Beijing needs to offer more preferential policies to entice Taiwanese firms to invest in its Pingtan Comprehensive Experimental Zone, economists and researchers said yesterday during a conference organized by the Chung-Hua Institution for Economic Research (CIER, 中華經濟研究院).
However, they added that Taipei should be concerned whether the development potential of China’s larger West-Taiwan Strait Economic Zone (海西經濟特區), which spans several Chinese provinces and includes areas of China’s Fujian Province, where Pingtan is located, will eventually undermine and threaten Taiwan’s competitiveness.
“For local companies, Pingtan is close to Taiwan, but with a less convenient transportation system,” National Chengchi University economics professor Steve Lin (林祖嘉) said. “In terms of infrastructure, the business conditions in Pingtan aren’t necessarily better than those in other regions.”

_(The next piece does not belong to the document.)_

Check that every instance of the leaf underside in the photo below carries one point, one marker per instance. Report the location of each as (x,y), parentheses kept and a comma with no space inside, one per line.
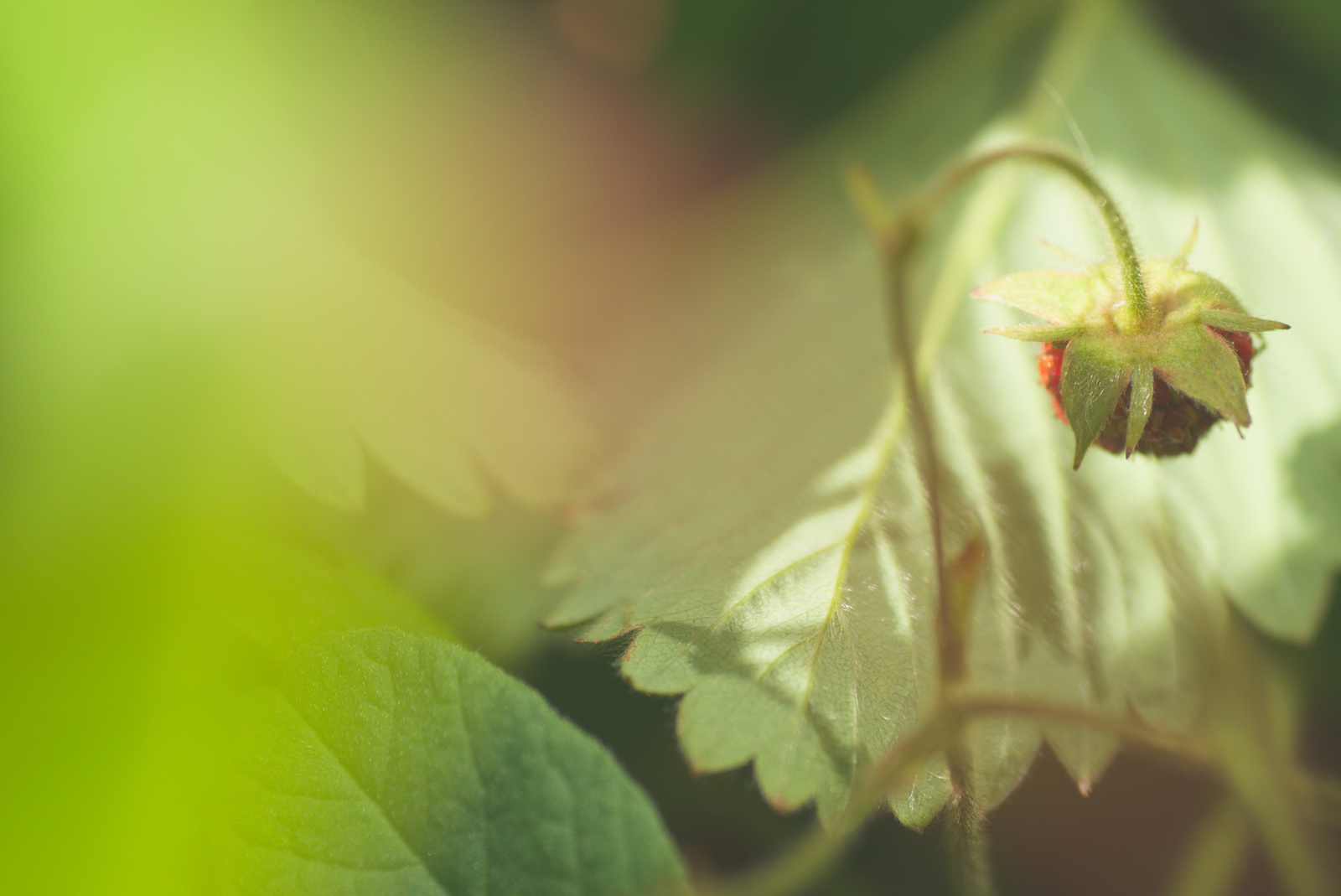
(766,531)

Therefore, if Beijing wants to attract more investors from Taiwan, it needs to substantially relax its policies or there will be no reason for Taiwanese companies to set up shop in Pingtan, he added.
Lin said he has not seen any substantive ideas from China yet, other than a promise to offer higher salaries for Taiwanese employees.
Sophia Shih (史惠慈), a research fellow at the CIER, shared Lin’s views.
“Under the structure of the ECFA [Economic Cooperation Framework Agreement], Pingtan has become a possible investment location among a number of special zones in China,” Shih told reporters.
It will be important for Beijing to construct an “ECFA-plus system” to be applied in Pingtan, which would attract Taiwanese companies by providing better investment conditions, Shih said.
However, Hugh Lin (林正修), former director of Taipei City’s Civil Affairs Bureau during then-Taipei mayor Ma Ying-jeou’s (馬英九) administration, who has been researching the Pingtan issue for years, said the government should be more concerned with the overall rise of the West-Strait Special Economic Zone, which dwarfs Pingtan.
“We should face the fact that development of the West-Strait Special Economic Zone could -outpace all of Taiwan in the future,” Hugh Lin said.
Another academic said Taiwan should think clearly about its long-term development goals and ways of cooperating with China so that Taipei is not powerless whenever a cross-strait economic issue such as the Pingtan project is on the table.
“I think that our government lacks a vision for the nation’s direction for the next 10 to 15 years, while China has been very consistent in its development strategy,” said Chang Jung-feng (張榮豐), director of the CIER’s Mainland China Division.
“Whenever China pitches a project, we have to hold a seminar to figure out how to react,” Chang said. “I think it says a lot about how confused we are.”
A more transparent communication channel should be established between the government and opposition parties so that a consensus can be forged on how to match China’s development efforts with Taiwan own economic goals, he said.